USC student directing duo reflects on its film

When senior Greg Irwin and graduate student Syuzanna Petrosyan submitted their short film Play for Your Life to the Student Voices Short Film Contest, they were aiming to move audiences and show a side of the Holocaust that was often left untold. Winning the contest came as an added bonus and welcome surprise for both.

The film focused on musicians who, after being placed into concentration camps, were forced to play music to drown out screaming coming from those killed by gas chambers or Nazi gunfire.

The film was inspired by recorded testimony from Alice Herz-Somner, a pianist who was the oldest living Holocaust survivor until her death in February at the age of 110.

Irwin and Petrosyan chose clips from the Shoah Foundation’s archives.

“It was definitely tough because we have to keep watching these moments and figure out how to make sure the emotions of these people being filmed will translate to the emotions of the audience,” Irwin said.

Herz-Somner closes the eight-minute film with a moving quote.

“Life is a school — we have to learn — and I learned this: Be thankful for everything.”

Petrosyan noted Herz-Somner’s message perfectly summed up the aim of the film.

“Alice’s message says it all: to be grateful,” Petrosyan said. “I hope the film inspires others to get more involved in human rights movements.”

Both Irwin and Petrosyan have a passion for human rights issues. They intern at the Shoah Foundation, which gives them the opportunity to get involved with human rights awareness activities on and off campus.
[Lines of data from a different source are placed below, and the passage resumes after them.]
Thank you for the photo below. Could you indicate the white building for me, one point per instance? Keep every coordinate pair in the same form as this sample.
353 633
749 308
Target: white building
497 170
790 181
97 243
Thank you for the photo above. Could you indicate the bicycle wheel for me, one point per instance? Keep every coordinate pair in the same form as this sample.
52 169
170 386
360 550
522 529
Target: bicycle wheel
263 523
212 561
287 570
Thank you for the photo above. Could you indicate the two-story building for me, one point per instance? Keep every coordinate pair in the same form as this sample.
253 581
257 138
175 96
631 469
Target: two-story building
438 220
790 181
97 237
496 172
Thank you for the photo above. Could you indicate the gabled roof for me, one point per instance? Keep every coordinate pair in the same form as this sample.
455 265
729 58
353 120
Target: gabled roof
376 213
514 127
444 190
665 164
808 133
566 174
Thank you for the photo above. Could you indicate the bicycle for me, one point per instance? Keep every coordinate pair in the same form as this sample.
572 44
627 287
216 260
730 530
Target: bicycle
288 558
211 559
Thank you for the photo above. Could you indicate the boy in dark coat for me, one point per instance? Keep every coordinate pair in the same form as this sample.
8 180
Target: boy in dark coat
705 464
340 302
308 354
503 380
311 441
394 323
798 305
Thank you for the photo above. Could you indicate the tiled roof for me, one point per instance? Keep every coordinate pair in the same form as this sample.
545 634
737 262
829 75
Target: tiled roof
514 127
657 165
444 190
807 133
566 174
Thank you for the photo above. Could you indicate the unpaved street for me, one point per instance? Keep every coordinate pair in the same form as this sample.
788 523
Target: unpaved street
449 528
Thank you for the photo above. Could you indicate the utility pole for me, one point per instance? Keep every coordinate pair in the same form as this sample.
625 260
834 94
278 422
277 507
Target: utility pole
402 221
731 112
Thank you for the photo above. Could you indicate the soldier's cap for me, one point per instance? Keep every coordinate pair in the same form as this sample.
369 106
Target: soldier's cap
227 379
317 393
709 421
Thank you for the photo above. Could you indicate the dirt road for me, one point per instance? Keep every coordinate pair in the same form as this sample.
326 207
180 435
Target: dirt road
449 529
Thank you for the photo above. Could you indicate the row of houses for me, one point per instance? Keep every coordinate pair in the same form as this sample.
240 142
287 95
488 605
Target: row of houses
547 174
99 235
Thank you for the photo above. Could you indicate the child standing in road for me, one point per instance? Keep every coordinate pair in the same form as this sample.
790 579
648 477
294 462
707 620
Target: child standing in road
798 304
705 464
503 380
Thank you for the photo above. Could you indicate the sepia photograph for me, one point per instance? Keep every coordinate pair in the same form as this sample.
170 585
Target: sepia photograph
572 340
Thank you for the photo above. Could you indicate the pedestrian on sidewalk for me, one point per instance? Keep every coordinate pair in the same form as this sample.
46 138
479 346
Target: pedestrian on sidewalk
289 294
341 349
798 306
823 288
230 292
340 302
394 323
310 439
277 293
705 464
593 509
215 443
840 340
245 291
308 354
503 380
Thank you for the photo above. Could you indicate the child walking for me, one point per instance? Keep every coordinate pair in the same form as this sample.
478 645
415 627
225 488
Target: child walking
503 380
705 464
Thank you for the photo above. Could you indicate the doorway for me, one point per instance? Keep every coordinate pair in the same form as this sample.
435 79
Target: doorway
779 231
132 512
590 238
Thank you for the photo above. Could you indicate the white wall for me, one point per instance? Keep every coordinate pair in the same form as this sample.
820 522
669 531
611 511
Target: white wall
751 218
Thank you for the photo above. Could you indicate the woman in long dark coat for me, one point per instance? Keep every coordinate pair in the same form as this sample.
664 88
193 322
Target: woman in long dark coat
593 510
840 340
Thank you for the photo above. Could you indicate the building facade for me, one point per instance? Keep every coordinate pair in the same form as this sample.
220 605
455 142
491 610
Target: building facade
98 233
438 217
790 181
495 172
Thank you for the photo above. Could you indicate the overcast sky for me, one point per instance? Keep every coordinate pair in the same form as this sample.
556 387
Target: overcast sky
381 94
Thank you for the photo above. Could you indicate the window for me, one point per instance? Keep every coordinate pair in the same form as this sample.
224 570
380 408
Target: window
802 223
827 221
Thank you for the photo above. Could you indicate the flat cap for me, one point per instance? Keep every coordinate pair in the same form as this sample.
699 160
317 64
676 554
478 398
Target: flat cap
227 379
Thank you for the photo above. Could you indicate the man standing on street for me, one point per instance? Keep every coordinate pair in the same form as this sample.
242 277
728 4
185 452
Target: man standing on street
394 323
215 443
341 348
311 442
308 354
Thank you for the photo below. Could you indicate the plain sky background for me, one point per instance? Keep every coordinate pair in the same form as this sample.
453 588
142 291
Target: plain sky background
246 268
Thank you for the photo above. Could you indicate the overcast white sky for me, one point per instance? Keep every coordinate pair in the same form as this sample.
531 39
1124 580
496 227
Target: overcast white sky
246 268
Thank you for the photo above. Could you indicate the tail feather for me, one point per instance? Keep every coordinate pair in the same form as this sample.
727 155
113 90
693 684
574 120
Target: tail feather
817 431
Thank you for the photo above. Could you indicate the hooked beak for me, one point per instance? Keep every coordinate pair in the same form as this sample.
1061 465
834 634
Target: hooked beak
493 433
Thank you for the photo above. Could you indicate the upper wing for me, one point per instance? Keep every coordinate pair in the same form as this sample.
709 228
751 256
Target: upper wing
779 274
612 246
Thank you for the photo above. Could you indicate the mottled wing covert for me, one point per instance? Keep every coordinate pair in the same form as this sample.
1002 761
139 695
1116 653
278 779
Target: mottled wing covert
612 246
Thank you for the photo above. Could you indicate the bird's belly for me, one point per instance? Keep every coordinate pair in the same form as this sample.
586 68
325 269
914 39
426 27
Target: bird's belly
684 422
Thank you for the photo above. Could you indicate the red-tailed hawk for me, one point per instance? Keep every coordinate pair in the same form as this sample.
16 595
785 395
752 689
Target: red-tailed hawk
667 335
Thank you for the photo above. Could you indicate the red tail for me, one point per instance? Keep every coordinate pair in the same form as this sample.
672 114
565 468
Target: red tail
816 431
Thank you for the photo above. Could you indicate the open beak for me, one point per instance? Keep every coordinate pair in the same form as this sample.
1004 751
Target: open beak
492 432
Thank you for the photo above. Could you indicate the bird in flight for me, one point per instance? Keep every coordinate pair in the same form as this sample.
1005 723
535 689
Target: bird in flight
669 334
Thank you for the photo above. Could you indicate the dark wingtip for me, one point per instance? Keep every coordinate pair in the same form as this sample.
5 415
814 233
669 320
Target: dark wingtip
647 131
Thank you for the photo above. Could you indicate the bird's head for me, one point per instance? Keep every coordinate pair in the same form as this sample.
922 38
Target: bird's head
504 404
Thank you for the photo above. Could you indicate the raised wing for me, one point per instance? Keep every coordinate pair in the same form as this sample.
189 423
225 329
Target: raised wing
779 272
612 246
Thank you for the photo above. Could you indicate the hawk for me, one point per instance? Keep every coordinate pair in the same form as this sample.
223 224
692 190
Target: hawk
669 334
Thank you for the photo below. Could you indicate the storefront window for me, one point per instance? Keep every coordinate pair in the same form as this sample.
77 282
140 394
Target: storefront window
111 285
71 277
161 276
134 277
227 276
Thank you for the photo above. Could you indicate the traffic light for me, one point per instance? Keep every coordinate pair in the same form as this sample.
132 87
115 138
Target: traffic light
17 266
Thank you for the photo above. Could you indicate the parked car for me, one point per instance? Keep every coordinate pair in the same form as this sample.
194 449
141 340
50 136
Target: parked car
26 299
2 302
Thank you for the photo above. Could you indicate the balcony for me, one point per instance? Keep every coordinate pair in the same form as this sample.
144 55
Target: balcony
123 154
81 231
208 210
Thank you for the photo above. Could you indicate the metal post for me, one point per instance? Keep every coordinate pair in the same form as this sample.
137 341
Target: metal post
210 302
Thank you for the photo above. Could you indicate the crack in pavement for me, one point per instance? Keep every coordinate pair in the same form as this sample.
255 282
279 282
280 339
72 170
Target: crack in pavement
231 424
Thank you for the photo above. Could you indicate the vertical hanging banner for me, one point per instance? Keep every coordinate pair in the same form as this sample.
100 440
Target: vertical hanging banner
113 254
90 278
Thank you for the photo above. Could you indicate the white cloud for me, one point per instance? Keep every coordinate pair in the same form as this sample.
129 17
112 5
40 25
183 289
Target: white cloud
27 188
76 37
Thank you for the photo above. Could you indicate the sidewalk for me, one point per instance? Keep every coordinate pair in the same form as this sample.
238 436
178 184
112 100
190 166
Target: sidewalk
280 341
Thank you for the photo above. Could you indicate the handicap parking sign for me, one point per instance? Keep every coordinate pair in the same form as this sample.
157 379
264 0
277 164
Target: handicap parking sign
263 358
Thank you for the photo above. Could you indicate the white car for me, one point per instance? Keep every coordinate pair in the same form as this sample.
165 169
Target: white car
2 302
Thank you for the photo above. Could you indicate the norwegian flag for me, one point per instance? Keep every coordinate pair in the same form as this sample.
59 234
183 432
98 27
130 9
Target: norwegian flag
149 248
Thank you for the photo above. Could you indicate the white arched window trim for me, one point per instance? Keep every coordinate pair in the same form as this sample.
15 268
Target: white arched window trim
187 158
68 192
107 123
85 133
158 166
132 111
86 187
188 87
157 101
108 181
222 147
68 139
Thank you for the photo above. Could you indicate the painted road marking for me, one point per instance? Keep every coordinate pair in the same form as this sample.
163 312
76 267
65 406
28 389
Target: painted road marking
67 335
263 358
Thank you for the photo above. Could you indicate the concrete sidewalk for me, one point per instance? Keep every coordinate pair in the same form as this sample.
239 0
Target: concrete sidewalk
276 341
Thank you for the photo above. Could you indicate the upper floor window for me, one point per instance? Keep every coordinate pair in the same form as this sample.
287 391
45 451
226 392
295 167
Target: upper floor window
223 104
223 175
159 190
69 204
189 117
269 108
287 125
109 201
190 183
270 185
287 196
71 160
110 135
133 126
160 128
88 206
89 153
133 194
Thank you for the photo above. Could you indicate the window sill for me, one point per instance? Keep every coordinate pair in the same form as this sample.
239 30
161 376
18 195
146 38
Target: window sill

“Last year, I went to Rwanda as part as of USC Dornsife’s Problems Without Passports program with the Shoah Foundation,” Irwin said. “I got to interact with survivors of the Rwandan genocide and hear their stories.”

Irwin, a senior majoring in international relations, hopes to pursue a career in the entertainment industry following his graduation this spring.

“I currently have one feature film written that is going through rewrites now, which I wrote with a friend of mine who I’ve known since seventh grade,” Irwin said. “We are trying to get it passed around to studios right now.”

Petrosyan, however, has different goals. Though successful in the film contest, she mentioned she has no desire to work in the film business. A master’s candidate in the public diplomacy program at Annenberg School for Communication and Journalism, Petrosyan holds a specific passion for exploring human rights issues and abuses in history.

“I just want people to know you don’t have to be a filmmaker to create a documentary,” she said. “Editing took the longest because I didn’t know much about it and had only learned it a few months before Play for Your Life was made.”

Both found the experience of looking deeper into the Shoah archive to be very meaningful.

“It was pretty amazing to have that level of recognition and success with our film; someone even shouted ‘Bravo!’ at the end of our screening, which was neat,” Petrosyan said. “It was a great feeling since we had such passion for our project and a team of incredibly talented judges, including Rwandan filmmaker Eric Kabera. It was really special that we won.”